# Forum Home Renovation Kitchens  Glass Splashbacks over Tiles

## nadman

Hi I've been reading thru this forum for a while as it's handy to read what others have done when you're renovating a 30yo house. :Smilie:    *To my question, is it possible to attach glass splashbacks over existing wall tiles? Or Ceramilite(laminate) over tiles?* 
Unfortunately my wall tiling didn't go as well as my floor tiling and we're left with an ugly mess for splashbacks. I can't find the strength to remove the current tiles after spending several weekends removing the previous tiles and applying the current tiles. 
Any help is appreciated. 
Dan

----------


## Bodgy

You shouldn't have a problem. Assuming you will stick the glass on, just ensure that you take the glaze off the tiles to allow proper adhesion. Blobs every 300mm should do. 
Just ensure that if your glass is coloured, ie painted on the back, that the glue will not interact with the paint, thus causing visible patches where you glued. 
You could also have the glass drilled and attach like a mirror, ie those screws with the chrome (or whatever colour you wish) domes that cover the screw head. 
Finally, if this is to go behind the stove, ensure you use toughened glass. 
Get ready for a shock when you price the glass!

----------


## miff

Dan, 
I do frameless glass and splash backs for a living, so here are a few things to consider  
1. glue it on over tiles is fine if the tiles are glued onto the wall properly, no point sticking the glass to tiles to find the tiles fall off. 
2. 6mm toughened glass is a must (Safety first) 
3. Glass painter should do many coats of paint or the silicone used as glue will show through. 
4. colours such as white on 6mm glass have a green tinge, window glass is the same, it has a green tinge to it, low iron (starphire glass) will not change the colour painted on it, but it is more expensive. green tinge isn't a problem if your walls are green.
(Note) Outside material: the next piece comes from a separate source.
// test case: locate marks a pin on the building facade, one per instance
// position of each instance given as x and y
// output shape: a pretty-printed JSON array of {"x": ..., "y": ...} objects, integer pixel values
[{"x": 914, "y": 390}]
If you get my point? 
5. Any power points may require longer screws to re fit through the glass with the additional height, 6mm glass 2-3mm silicone may make a difference. 
7. White painted 6mm toughened is around / up to $200 sqm installed  
8. V60 glazing silicone or similar is the stuff you want to use to stick it on, clean tiles very well with metho or similer  
Paul

----------


## totoblue

> *To my question, is it possible to attach glass splashbacks over existing wall tiles? Or Ceramilite(laminate) over tiles?*

  Laminex wet area panelling is another possibility (but not behind the cooktop).  It's 2.7mm thick, from memory.  Thickness may be an issue if your splashback butts up to architrave etc (would look a bit funny if splashback was proud of the architrave).

----------


## nadman

Thanks for the feedback.
I'm going to try the tile paint first as I'm optimistic this will cover the errors. Plus after pricing the glass it is allot cheaper.

----------


## Damon_11

> Dan, 
> 4. colours such as white on 6mm glass have a green tinge, window glass is the same, it has a green tinge to it, low iron (starphire glass) will not change the colour painted on it, but it is more expensive. green tinge isn't a problem if your walls are green. If you get my point?

  Hey Miff, her in Perth with limited suppliers, they charge $350/m and run a myth that it's all a very special process.  Can you spray safety glass with 2 pack epoxy paint for the same effect? 
Cheers...DC

----------


## Aangelique1611

Hey, do you reckon you can post back and let me know how you go with the tile paint? I'm going to be painting my tiled splashback next month so would like to know how you think it looks? 
Hope to hear more! Ta!

----------